Of course, we both eventually graduated and went our separate ways. He became a business type – I should have been there. But recently he told me he was headed to grad school. I held my breath to hear what for. Could he be getting a master’s in Art History? Nope, business.
You never know how it’s gonna work out. And that’s probably why drummer Pete La Roca eventually became a lawyer named Pete Sims. It was an odd shift, certainly. Given not just his talent, but also the company that he kept, it’s surprising that La Roca would turn the corner as it were.
Beginning his musical career during the ‘60s, La Roca found himself amidst a shifting genre. Yet he was able to play with John Coltrane, Sonny Rollins, Jackie McLean and a few other genuinely gifted composers and players.

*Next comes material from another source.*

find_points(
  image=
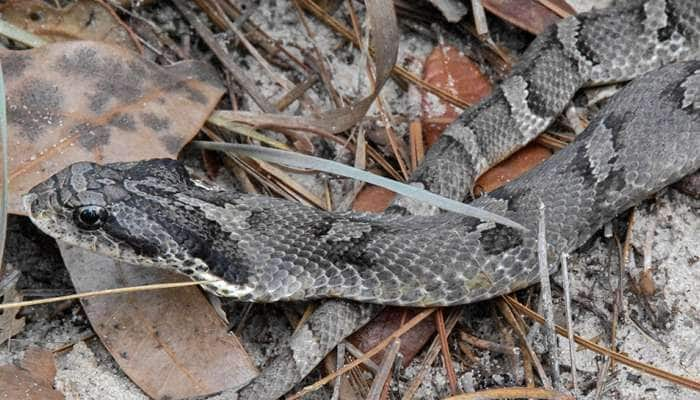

For a time La Roca was even the house drummer at Boston’s Jazz Workshop. There must be some way to quantify the number of recordings he made there, but it’s well beyond my powers.
Being a lawyer, obviously, curtailed La Roca’s recording career. And even while he was a part of a great many sessions, the drummer led just a handful before putting on that lawyering suit. His 1965 debut, named Basra, doesn’t now find too much commotion surrounding it. But that’s just because folks are daft.
Yeah, the album’s named after the capitol of Iraq and modern listeners should find that bizarre, but socio-political life was a bit different forty five years ago. One might assume that referencing a city in Iraq points towards some Islamic bent to the album. If it’s there, and I don’t think that it is, what the title is most probably referring to are the melodic figures.
“Malaguena,” which opens the disc, actually seems to presage some Pharaoh Sanders stuff from later in the decade. It’s all winding horn lines contributed by Joe Henderson, who finds himself blowing alongside the holy ghost of jazz somehow. It’s a truly inspired moment in his recorded history.
Henderson and his sax would avail themselves to theatrics for the remainder of the disc. But on that first track was something that hadn’t found its way into whatever the mainstream of jazz is, was or would become. Magic is rare in recordings, but somehow it’s present here. And even if the disc isn’t ever going to be anything other than a footnote, it’s a damn fine example of a few relatively unheralded players getting out what they put in. I still wouldn’t have guessed that La Roca would have passed the bar exam, though. It’s supposed to be killer.